ВТОРОЙ ТОМ: Глава 97 - Боль
27 января 2025, 05:34
Дождь, ливший несколько дней подряд, наконец закончился, оставив после себя плывущие от грязи улицы.
Столица погрузилась в траур. Слухи разносились как лесной пожар, за закрытыми дверями только и шептались о том, что юного императора Тяньчэня предательски убил хоу Динду Сяо Чие, сговорившийся с заместителем командующего стражи, северным судьей Шэнь Цзечуанем. Да не просто убил, а замыслив восстание!
Наследников у императора Тяньчэня не было, поэтому министры обратились к вдовствующей императрице с нижайшей просьбой вместо Сына Неба держать совет с двором. Вдовствующая императрица несколько раз отказывалась, прикрываясь тем, что негоже гарему вмешиваться в государственные дела. Согласилась она только после того как командующий стражи Хань Чэн трижды поклонился, прося о милости.

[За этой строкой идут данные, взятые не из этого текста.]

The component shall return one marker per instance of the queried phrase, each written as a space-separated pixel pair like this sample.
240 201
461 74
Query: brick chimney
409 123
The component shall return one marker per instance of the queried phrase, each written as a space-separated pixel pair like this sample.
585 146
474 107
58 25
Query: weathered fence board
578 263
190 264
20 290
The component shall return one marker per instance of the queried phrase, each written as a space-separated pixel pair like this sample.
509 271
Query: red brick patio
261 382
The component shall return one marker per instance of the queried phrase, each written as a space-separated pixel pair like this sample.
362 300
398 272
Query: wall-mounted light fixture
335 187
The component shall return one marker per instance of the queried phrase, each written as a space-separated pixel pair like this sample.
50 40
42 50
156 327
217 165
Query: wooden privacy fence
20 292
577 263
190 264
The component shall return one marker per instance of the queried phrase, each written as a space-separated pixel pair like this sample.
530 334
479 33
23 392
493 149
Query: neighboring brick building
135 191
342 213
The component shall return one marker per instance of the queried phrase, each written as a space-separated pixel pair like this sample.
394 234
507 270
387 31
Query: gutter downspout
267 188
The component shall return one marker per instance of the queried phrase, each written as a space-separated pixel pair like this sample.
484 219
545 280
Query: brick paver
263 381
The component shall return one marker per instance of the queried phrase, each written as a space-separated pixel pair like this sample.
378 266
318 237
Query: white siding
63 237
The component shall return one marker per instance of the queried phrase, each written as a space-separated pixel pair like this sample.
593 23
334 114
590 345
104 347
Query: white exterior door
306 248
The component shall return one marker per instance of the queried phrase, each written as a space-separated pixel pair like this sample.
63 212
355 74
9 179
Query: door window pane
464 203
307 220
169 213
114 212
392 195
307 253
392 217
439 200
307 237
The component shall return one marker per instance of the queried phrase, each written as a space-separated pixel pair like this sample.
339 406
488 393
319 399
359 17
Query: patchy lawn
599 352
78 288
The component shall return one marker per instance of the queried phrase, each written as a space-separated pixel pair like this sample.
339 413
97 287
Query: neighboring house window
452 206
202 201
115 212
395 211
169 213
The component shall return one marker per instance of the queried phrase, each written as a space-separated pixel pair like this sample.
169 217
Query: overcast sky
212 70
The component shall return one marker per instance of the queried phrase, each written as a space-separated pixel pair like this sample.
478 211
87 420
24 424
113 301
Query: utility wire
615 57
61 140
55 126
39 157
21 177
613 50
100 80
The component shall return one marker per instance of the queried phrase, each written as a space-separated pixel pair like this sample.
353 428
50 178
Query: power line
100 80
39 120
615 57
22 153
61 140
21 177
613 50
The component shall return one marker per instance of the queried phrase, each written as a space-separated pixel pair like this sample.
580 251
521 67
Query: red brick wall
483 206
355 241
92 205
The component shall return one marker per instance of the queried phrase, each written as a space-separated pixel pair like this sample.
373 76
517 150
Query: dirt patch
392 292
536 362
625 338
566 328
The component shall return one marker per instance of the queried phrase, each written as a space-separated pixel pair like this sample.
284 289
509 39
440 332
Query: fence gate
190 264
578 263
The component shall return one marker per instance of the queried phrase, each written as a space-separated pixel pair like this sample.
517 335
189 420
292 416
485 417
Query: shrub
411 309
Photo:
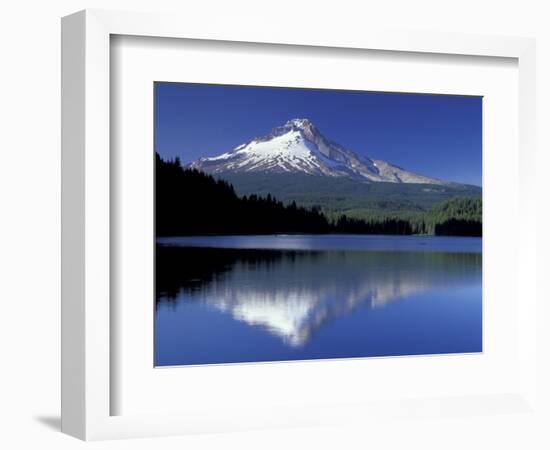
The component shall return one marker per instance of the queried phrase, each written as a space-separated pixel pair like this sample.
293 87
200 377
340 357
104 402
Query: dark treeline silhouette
190 202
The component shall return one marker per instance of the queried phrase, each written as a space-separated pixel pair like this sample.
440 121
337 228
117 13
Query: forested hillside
189 202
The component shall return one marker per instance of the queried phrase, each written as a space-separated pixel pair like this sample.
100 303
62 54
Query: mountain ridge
299 147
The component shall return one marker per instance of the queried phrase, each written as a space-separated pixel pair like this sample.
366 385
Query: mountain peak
299 123
299 147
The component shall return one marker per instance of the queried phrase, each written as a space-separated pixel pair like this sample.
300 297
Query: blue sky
434 135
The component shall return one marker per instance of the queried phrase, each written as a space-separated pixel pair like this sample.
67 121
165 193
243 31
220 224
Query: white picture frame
87 354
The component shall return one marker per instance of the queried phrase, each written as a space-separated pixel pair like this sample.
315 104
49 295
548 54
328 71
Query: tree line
190 202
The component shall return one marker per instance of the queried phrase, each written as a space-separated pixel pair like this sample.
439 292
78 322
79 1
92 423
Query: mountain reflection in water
293 293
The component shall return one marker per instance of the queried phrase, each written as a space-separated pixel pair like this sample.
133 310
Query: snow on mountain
299 147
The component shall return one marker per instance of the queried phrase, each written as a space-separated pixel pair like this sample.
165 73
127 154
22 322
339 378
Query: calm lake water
228 299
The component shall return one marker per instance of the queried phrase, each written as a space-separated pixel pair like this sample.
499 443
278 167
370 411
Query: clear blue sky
434 135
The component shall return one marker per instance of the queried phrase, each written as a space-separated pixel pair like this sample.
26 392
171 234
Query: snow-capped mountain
299 147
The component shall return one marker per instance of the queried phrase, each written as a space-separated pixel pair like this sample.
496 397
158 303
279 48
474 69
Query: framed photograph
268 229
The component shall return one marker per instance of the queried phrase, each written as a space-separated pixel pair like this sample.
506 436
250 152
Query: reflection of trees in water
293 293
192 268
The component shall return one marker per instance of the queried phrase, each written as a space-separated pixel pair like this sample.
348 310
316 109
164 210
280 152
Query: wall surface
30 196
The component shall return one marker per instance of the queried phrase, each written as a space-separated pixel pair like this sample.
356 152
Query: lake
230 299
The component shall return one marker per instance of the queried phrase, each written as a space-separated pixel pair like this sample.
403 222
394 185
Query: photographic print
301 224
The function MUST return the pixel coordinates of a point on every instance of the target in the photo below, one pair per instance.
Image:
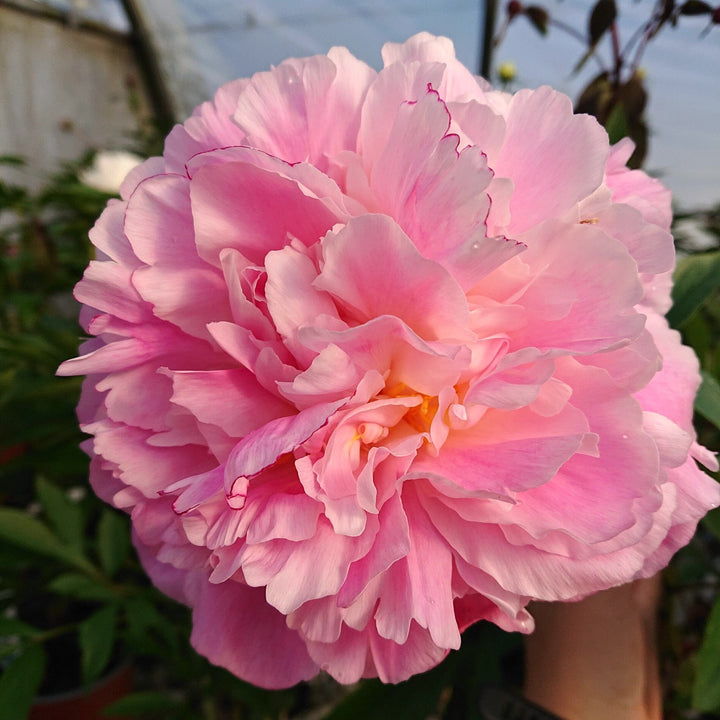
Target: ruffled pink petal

Восемь столичных дружин вновь взяли на себя защиту Цюйду, и улицы днем и ночью кишели патрульными отрядами. Обычные люди не решались носу показать из домов, а все таверны и бордели наглухо закрыли двери. Осталась в прошлом деловитая суета столицы, город словно бы навсегда погрузился в уныние. Даже алые стены и разноцветная глазурь на стенах и крышах поблекла от дождя.
Хай Лянъи, скорбевший у гроба, несколько раз лишался чувств. В конце концов его пришлось уложить в постель, — но он и капли лекарства проглотить не мог. Волосы его за одну ночь поседели окончательно, а глаза, блестевшие умом, потускнели и затуманились от слез.
— Наставник, — Кун Цю поклонился, садясь в ногах кровати. — Вам нужно выпить лекарство. Мир погрузился в хаос, все ждут, что вы встанете у руля и проведете империю через бури… Вы должны заботиться о своем здоровье!
Хай Лянъи так и не стер следы слёз в уголках глаз. Он помолчал, глядя в потолок.
— Встать у руля… Провести империю через бури…? Божань, я не в силах ничего исправить.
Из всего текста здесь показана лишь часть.